Hand A, Pelin K, Halme M, Ekman A, Mattson M, Vallas M, Mattson K, Linnainmaa K, Husgafvel-Pursiainen K
Department of Industrial Hygiene and Toxicology, Institute of Occupational Health, Helsinki, Finland.
Anticancer Drugs. 1993 Jun;4(3):365-8.
Non-small cell lung cancers (NSCLC) are often resistant to chemotherapy. Cisplatin has shown the most activity against all the histological subtypes and is now used in most combined treatment programmes. Interferon (IFN)-alpha has been shown to potentiate cisplatin and other drugs experimentally and in clinical trials involving NSCLC. We are looking at the responses of different NSCLC cell lines to cisplatin (P), etoposide (VP-16) and IFN [recombinant human IFN-alpha 2c (IFN-alpha) and IFN-gamma 1b (IFN-gamma)], individually and in combination. We then compare the results with those from a clinical trial of etoposide and cisplatin with interferon in advanced NSCLC. We report here the results from the first of our cell lines, established from a large cell anaplastic carcinoma. We have confirmed earlier findings that NSCLC cell lines are not sensitive to either IFN-alpha or IFN-gamma alone. However a combination of IFN-alpha and IFN-gamma does reduce cell proliferation in our cell lines. This IFN combination potentiates the response of the cells to etoposide far more than to cisplatin. There is a trend towards greater activity when a combination of cisplatin and etoposide is used, compared with the activity of either drug alone. This effect is further increased by the interferon combination.

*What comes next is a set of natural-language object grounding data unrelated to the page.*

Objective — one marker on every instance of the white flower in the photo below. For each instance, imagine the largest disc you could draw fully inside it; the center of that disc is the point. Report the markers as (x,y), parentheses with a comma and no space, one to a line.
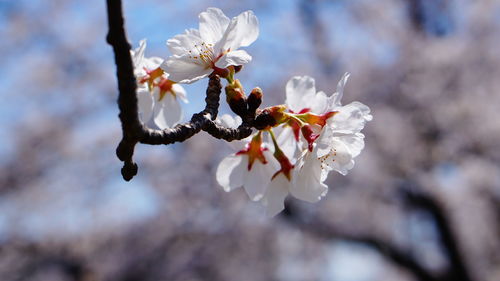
(197,53)
(301,97)
(158,97)
(251,167)
(340,141)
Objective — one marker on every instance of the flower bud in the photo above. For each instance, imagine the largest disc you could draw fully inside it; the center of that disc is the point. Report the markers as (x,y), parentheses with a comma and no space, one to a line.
(270,117)
(236,98)
(237,68)
(309,135)
(254,99)
(285,164)
(222,72)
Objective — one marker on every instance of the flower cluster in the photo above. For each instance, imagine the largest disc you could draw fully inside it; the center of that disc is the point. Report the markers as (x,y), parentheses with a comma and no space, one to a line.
(157,95)
(315,134)
(300,142)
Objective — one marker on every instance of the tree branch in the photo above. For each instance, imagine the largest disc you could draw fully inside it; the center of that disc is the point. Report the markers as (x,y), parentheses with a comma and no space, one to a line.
(458,270)
(133,130)
(320,229)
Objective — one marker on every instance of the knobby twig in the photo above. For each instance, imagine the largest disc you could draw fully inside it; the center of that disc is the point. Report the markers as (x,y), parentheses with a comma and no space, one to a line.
(134,131)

非小细胞肺癌(NSCLC)通常对化疗耐药。顺铂对所有组织学亚型均显示出最强的活性,目前已用于大多数联合治疗方案中。在涉及NSCLC的实验和临床试验中,α干扰素(IFN)已显示出可增强顺铂及其他药物的作用。我们正在研究不同NSCLC细胞系对顺铂(P)、依托泊苷(VP - 16)和干扰素[重组人α干扰素2c(IFN - α)和γ干扰素1b(IFN - γ)]单独及联合使用时的反应。然后,我们将结果与一项晚期NSCLC中依托泊苷、顺铂联合干扰素的临床试验结果进行比较。我们在此报告从一例大细胞间变性癌建立的首个细胞系的结果。我们证实了早期的发现,即NSCLC细胞系对单独的IFN - α或IFN - γ均不敏感。然而,IFN - α和IFN - γ的联合确实能减少我们细胞系中的细胞增殖。这种IFN联合增强细胞对依托泊苷反应的程度远大于对顺铂的反应。与单独使用任一药物相比,联合使用顺铂和依托泊苷时存在活性增强的趋势。干扰素联合使用可进一步增强这种效果。